Roger Chartier: REPLY (English translation)

[A] theme, which has often been discussed here, is the relationship between oral communication and electronic writing. Some participants are tempted to believe that electronic writing can bring about a return to the immediacy and interaction of oral communication; Stevan Harnad has accordingly entitled his (very critical) comment "Back to the Oral Tradition". There are indeed good reasons for comparing oral communication with writing, whether electronic or not. Some are historical reasons: for example, in old Spanish, the verb "leer" is generally used to mean reading out loud, and the verb "oir" is used to mean reading. Other reasons are theoretical and have something to do with Derrida's notion of "archi*criture". For my own part, however - and in this sense I follow Jack Goody - writing, whatever its form and support, cannot be equated with oral communication.

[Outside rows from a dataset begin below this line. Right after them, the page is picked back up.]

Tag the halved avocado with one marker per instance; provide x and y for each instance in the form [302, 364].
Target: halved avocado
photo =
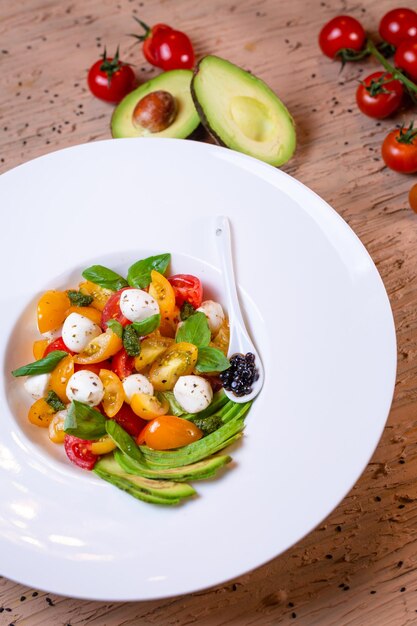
[175, 82]
[241, 112]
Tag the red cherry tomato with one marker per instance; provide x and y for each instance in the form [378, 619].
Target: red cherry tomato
[399, 150]
[341, 33]
[122, 364]
[379, 95]
[398, 25]
[406, 57]
[112, 310]
[168, 432]
[132, 423]
[79, 452]
[58, 344]
[165, 47]
[109, 79]
[187, 288]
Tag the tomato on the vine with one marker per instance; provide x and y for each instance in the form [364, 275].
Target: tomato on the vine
[110, 79]
[341, 33]
[165, 47]
[379, 95]
[399, 150]
[398, 25]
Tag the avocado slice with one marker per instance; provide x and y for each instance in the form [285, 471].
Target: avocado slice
[177, 83]
[149, 490]
[241, 112]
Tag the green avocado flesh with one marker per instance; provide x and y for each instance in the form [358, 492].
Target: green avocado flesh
[241, 112]
[177, 83]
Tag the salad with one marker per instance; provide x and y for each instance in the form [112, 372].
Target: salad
[129, 374]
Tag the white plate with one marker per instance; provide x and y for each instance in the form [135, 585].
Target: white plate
[318, 313]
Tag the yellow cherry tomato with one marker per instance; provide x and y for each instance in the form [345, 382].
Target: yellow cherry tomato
[40, 413]
[103, 445]
[56, 429]
[178, 360]
[99, 348]
[60, 377]
[147, 407]
[114, 394]
[39, 348]
[100, 294]
[52, 309]
[88, 311]
[150, 349]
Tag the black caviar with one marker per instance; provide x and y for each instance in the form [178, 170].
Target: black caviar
[241, 374]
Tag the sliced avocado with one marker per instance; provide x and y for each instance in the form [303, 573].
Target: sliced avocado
[149, 490]
[241, 112]
[175, 82]
[197, 471]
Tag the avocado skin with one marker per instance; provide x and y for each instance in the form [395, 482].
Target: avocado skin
[215, 135]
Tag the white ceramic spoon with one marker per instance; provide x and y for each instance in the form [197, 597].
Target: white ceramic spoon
[240, 342]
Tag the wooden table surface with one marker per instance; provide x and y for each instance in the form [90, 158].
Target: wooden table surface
[359, 566]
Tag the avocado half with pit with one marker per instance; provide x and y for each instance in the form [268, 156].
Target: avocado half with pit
[175, 82]
[241, 112]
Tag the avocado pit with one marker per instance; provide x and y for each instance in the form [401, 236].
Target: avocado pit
[156, 111]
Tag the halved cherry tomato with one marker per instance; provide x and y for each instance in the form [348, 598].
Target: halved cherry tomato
[40, 413]
[187, 288]
[168, 432]
[112, 310]
[122, 364]
[60, 377]
[88, 311]
[147, 406]
[114, 394]
[150, 349]
[39, 347]
[58, 344]
[127, 419]
[52, 308]
[100, 294]
[100, 348]
[79, 452]
[178, 360]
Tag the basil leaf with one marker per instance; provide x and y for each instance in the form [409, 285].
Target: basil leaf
[187, 310]
[195, 330]
[174, 407]
[147, 326]
[139, 274]
[54, 401]
[116, 327]
[103, 276]
[84, 422]
[79, 299]
[131, 341]
[43, 366]
[211, 360]
[123, 440]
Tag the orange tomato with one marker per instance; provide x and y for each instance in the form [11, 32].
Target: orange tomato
[52, 308]
[99, 348]
[114, 394]
[147, 407]
[60, 377]
[178, 360]
[168, 432]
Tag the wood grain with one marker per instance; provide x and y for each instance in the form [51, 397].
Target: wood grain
[359, 566]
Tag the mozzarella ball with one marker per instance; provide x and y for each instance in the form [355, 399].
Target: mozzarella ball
[85, 386]
[78, 331]
[37, 385]
[214, 313]
[137, 305]
[193, 393]
[136, 383]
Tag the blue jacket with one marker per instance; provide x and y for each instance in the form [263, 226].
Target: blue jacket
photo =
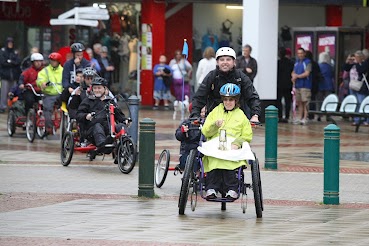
[69, 71]
[299, 68]
[327, 73]
[158, 82]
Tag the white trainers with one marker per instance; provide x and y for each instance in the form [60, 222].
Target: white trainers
[232, 194]
[211, 194]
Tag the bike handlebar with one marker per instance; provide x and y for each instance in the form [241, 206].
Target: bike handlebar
[33, 90]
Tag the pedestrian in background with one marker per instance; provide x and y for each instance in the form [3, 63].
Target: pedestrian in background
[9, 71]
[206, 64]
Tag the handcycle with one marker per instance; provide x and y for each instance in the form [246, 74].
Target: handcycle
[35, 123]
[194, 180]
[123, 149]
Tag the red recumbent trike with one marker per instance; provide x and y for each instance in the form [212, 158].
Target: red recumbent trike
[123, 149]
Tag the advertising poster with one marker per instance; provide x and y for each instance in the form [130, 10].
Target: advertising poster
[327, 43]
[304, 40]
[146, 48]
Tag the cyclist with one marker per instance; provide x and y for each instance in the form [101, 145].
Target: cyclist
[29, 76]
[228, 116]
[226, 72]
[69, 72]
[92, 113]
[49, 80]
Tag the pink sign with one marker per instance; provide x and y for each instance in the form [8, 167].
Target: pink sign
[327, 43]
[304, 41]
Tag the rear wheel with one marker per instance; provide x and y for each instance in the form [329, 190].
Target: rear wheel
[186, 181]
[126, 155]
[11, 123]
[31, 125]
[67, 149]
[41, 129]
[161, 168]
[256, 187]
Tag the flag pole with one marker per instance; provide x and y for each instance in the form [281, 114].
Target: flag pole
[185, 55]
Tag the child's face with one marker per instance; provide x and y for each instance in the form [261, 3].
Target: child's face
[229, 103]
[203, 112]
[79, 78]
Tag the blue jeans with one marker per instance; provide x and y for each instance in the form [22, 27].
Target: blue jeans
[360, 97]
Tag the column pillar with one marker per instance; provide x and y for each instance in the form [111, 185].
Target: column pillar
[153, 12]
[260, 30]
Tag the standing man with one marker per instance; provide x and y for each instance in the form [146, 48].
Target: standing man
[284, 85]
[208, 93]
[9, 71]
[246, 63]
[302, 80]
[29, 76]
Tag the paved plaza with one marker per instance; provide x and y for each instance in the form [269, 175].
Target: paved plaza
[92, 203]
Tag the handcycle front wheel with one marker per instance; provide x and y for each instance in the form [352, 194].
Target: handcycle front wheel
[186, 181]
[31, 125]
[11, 123]
[256, 187]
[126, 154]
[67, 149]
[161, 168]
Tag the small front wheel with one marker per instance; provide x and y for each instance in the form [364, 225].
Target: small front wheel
[11, 123]
[67, 148]
[31, 125]
[161, 168]
[126, 155]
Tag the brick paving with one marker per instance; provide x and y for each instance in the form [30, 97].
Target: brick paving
[92, 203]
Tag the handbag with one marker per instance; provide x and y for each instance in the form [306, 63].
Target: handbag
[356, 85]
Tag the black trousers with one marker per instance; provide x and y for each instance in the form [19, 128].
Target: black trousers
[29, 99]
[222, 180]
[286, 93]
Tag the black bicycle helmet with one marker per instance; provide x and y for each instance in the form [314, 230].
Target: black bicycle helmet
[89, 71]
[79, 70]
[99, 81]
[77, 47]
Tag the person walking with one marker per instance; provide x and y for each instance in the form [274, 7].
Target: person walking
[9, 71]
[247, 63]
[206, 64]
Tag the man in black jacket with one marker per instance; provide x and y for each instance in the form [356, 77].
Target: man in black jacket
[9, 71]
[93, 113]
[226, 72]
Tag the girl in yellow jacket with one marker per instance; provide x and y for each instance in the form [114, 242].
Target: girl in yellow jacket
[49, 80]
[221, 176]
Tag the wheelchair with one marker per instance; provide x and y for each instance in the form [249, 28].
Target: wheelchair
[194, 181]
[122, 148]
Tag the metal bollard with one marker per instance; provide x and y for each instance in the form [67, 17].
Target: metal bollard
[271, 137]
[331, 164]
[146, 158]
[133, 103]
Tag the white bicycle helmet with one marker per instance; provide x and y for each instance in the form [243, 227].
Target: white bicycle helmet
[37, 57]
[225, 51]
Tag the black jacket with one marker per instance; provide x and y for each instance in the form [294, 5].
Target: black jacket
[189, 140]
[100, 107]
[285, 68]
[241, 64]
[208, 92]
[9, 64]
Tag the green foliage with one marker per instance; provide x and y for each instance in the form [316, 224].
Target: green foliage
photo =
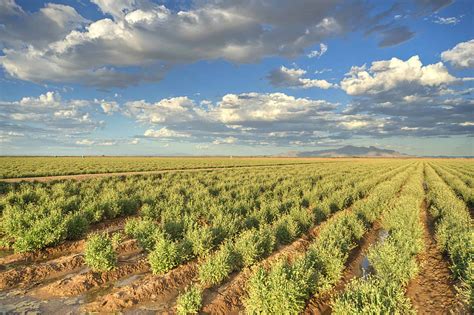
[166, 255]
[144, 230]
[218, 267]
[282, 290]
[253, 245]
[371, 296]
[99, 253]
[202, 240]
[189, 302]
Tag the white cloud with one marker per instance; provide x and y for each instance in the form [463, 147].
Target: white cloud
[293, 77]
[446, 20]
[323, 48]
[85, 142]
[228, 140]
[233, 109]
[141, 40]
[109, 107]
[461, 56]
[168, 110]
[165, 133]
[390, 74]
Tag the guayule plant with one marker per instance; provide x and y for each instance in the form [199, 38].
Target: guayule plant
[190, 301]
[99, 253]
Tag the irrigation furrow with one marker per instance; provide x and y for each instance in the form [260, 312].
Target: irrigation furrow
[66, 248]
[432, 291]
[27, 275]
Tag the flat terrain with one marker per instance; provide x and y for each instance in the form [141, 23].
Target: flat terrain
[14, 167]
[226, 236]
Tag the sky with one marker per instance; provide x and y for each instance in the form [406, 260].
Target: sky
[151, 77]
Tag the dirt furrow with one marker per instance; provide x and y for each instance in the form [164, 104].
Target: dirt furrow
[320, 304]
[23, 276]
[432, 291]
[83, 282]
[229, 298]
[44, 179]
[66, 248]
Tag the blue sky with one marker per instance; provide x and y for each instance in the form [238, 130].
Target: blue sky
[243, 78]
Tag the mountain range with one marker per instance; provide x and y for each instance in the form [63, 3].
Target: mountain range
[347, 151]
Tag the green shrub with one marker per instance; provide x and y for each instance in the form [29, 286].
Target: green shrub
[218, 267]
[99, 253]
[253, 245]
[370, 296]
[76, 225]
[202, 239]
[189, 302]
[282, 290]
[144, 230]
[165, 256]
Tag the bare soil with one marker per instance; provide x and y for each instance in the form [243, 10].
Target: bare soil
[432, 291]
[79, 177]
[321, 304]
[229, 299]
[148, 288]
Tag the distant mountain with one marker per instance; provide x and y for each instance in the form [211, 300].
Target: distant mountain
[348, 151]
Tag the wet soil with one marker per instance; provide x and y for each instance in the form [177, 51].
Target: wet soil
[432, 291]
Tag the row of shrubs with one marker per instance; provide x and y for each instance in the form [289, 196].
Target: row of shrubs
[36, 215]
[392, 260]
[459, 187]
[287, 285]
[453, 232]
[168, 249]
[467, 178]
[253, 245]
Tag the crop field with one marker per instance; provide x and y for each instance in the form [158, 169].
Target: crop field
[16, 167]
[242, 235]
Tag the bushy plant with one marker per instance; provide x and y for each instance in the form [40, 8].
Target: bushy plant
[165, 256]
[190, 301]
[370, 296]
[253, 245]
[202, 240]
[282, 290]
[144, 230]
[218, 267]
[99, 253]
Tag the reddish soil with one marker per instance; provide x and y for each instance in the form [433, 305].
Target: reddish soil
[148, 288]
[229, 299]
[320, 304]
[432, 291]
[25, 275]
[83, 282]
[66, 248]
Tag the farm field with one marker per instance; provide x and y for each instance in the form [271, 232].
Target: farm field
[17, 167]
[312, 236]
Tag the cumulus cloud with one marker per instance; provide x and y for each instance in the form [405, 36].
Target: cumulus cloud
[394, 36]
[228, 140]
[165, 133]
[139, 40]
[293, 77]
[461, 55]
[48, 115]
[50, 23]
[446, 20]
[323, 48]
[389, 75]
[109, 107]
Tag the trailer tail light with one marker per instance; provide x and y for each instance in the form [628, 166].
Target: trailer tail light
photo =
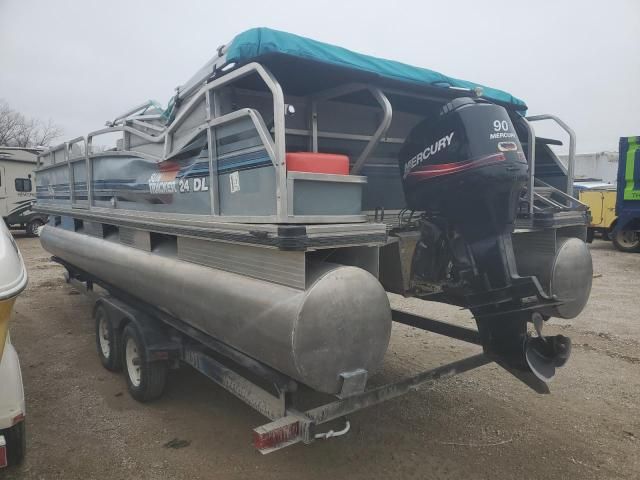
[3, 452]
[276, 435]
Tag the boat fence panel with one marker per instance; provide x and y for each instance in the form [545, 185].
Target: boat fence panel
[79, 175]
[134, 183]
[52, 185]
[246, 175]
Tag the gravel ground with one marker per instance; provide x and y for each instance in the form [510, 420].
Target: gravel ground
[483, 424]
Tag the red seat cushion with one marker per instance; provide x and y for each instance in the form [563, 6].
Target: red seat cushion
[317, 163]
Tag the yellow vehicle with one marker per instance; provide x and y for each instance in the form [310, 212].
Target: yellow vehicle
[13, 279]
[602, 206]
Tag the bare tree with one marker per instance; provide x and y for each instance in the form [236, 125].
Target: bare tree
[17, 130]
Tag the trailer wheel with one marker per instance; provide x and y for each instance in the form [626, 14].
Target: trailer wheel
[16, 439]
[590, 235]
[33, 227]
[145, 380]
[626, 241]
[107, 341]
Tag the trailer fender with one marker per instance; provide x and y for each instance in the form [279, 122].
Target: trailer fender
[155, 336]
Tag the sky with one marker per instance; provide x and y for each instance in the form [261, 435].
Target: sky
[83, 62]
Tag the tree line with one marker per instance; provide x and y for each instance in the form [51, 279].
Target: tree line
[18, 130]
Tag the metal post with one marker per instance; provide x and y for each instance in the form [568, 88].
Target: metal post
[531, 156]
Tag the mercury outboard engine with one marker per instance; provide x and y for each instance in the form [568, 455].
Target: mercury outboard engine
[465, 170]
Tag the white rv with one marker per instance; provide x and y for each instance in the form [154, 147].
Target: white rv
[17, 189]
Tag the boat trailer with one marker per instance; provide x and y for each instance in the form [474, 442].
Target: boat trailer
[170, 342]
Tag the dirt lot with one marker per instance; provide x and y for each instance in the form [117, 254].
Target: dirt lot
[483, 424]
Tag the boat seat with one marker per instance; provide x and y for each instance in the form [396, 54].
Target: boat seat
[317, 163]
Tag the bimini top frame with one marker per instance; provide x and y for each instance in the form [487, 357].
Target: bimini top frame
[201, 106]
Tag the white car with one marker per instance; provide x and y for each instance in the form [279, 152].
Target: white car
[13, 279]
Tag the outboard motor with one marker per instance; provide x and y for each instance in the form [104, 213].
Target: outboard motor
[465, 170]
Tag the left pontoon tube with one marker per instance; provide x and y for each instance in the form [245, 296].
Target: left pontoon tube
[339, 324]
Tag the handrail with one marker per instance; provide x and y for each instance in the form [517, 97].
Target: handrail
[340, 91]
[572, 145]
[381, 130]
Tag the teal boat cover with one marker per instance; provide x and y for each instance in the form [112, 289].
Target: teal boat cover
[265, 42]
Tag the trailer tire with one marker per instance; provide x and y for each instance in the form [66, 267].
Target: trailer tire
[146, 380]
[626, 241]
[16, 439]
[107, 340]
[33, 227]
[590, 234]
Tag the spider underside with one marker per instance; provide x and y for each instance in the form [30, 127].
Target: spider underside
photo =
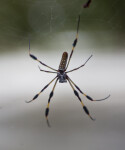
[63, 78]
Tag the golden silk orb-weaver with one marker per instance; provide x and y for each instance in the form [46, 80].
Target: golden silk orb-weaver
[63, 77]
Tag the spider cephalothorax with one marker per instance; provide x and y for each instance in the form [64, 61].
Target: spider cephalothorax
[63, 77]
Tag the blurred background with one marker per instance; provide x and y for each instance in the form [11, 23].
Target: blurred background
[51, 27]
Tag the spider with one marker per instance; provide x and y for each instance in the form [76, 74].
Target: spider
[63, 77]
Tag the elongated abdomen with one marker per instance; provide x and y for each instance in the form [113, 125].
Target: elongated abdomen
[63, 62]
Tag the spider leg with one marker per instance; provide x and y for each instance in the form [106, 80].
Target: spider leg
[35, 58]
[47, 108]
[46, 71]
[88, 97]
[77, 94]
[74, 43]
[41, 91]
[80, 66]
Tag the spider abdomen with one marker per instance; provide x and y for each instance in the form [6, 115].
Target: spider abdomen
[63, 62]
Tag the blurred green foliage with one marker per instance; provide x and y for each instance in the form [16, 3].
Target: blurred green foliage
[42, 19]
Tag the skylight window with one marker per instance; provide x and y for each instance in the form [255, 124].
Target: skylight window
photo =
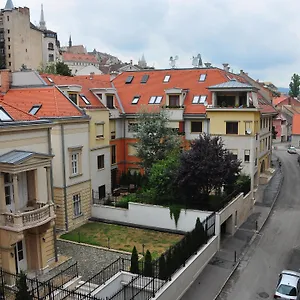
[202, 77]
[155, 100]
[199, 99]
[85, 99]
[34, 109]
[135, 99]
[145, 78]
[4, 116]
[129, 79]
[167, 78]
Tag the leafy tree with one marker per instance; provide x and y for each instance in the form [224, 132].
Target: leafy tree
[295, 86]
[205, 167]
[22, 288]
[155, 139]
[148, 270]
[134, 267]
[162, 267]
[162, 178]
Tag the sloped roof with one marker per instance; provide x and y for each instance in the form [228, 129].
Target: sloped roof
[296, 124]
[86, 82]
[54, 104]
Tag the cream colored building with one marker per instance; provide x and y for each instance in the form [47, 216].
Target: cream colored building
[26, 193]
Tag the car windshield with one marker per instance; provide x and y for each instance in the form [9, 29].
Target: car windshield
[287, 290]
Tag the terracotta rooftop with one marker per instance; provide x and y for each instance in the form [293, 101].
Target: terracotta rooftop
[49, 102]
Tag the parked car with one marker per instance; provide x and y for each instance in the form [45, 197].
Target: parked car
[292, 150]
[288, 286]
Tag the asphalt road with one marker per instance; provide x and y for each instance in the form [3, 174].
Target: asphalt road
[279, 243]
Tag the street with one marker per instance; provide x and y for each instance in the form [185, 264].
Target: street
[278, 247]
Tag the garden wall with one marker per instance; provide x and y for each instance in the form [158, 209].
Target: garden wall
[184, 278]
[146, 215]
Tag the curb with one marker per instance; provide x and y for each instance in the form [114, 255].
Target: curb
[252, 239]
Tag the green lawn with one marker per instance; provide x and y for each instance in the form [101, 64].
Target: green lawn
[123, 237]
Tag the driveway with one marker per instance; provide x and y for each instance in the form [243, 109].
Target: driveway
[279, 244]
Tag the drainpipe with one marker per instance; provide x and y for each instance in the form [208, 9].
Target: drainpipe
[64, 175]
[51, 179]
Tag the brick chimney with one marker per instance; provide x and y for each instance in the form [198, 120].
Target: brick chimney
[5, 80]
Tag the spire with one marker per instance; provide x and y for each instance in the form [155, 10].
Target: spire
[70, 41]
[9, 5]
[42, 19]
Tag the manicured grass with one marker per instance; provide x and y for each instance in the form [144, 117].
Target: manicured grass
[123, 238]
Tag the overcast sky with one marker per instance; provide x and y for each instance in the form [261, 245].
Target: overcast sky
[262, 37]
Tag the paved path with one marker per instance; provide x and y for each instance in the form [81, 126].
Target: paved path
[279, 245]
[216, 273]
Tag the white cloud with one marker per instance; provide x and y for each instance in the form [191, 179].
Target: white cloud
[260, 37]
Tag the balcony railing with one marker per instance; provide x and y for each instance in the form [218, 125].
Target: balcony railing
[25, 220]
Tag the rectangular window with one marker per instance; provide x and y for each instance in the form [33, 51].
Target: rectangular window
[174, 100]
[101, 191]
[77, 205]
[202, 77]
[196, 127]
[100, 161]
[232, 127]
[247, 155]
[167, 78]
[99, 130]
[73, 98]
[110, 101]
[113, 154]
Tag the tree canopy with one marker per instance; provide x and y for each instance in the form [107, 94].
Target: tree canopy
[295, 86]
[155, 139]
[206, 166]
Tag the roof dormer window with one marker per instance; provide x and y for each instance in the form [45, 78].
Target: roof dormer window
[202, 77]
[85, 99]
[4, 116]
[167, 78]
[34, 109]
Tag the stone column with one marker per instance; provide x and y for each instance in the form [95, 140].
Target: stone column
[2, 194]
[16, 193]
[49, 189]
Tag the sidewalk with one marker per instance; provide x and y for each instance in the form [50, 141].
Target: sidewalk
[214, 276]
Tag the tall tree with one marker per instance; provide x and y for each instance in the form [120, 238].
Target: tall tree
[155, 139]
[295, 86]
[22, 288]
[206, 166]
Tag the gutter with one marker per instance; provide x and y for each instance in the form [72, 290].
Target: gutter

Writing objectifies the text, which can be communicated in the absence of its author, ordered, manipulated (for better or for worse) or re-used. The irreducibility of oral communication to writing is demonstrated by the very limited success of all the techniques that have been devised to transcribe the voice, such as tachigraphy, brachigraphy, stenography and so on. Written order - linear or relational - dictates a relation to the text which is not that of spoken order, even if the illusion of instantaneity remains in electronic exchanges; indeed such exchanges always suppose the reading of a text that is engraved, can be archived and is mediated by distance. This relation to the written word is not equivalent to the act of listening to an ephemeral, untouchable word that disappears as soon as it has been spoken. This is why I do not believe in the view that electronic communication is a "throwback to the oral tradition".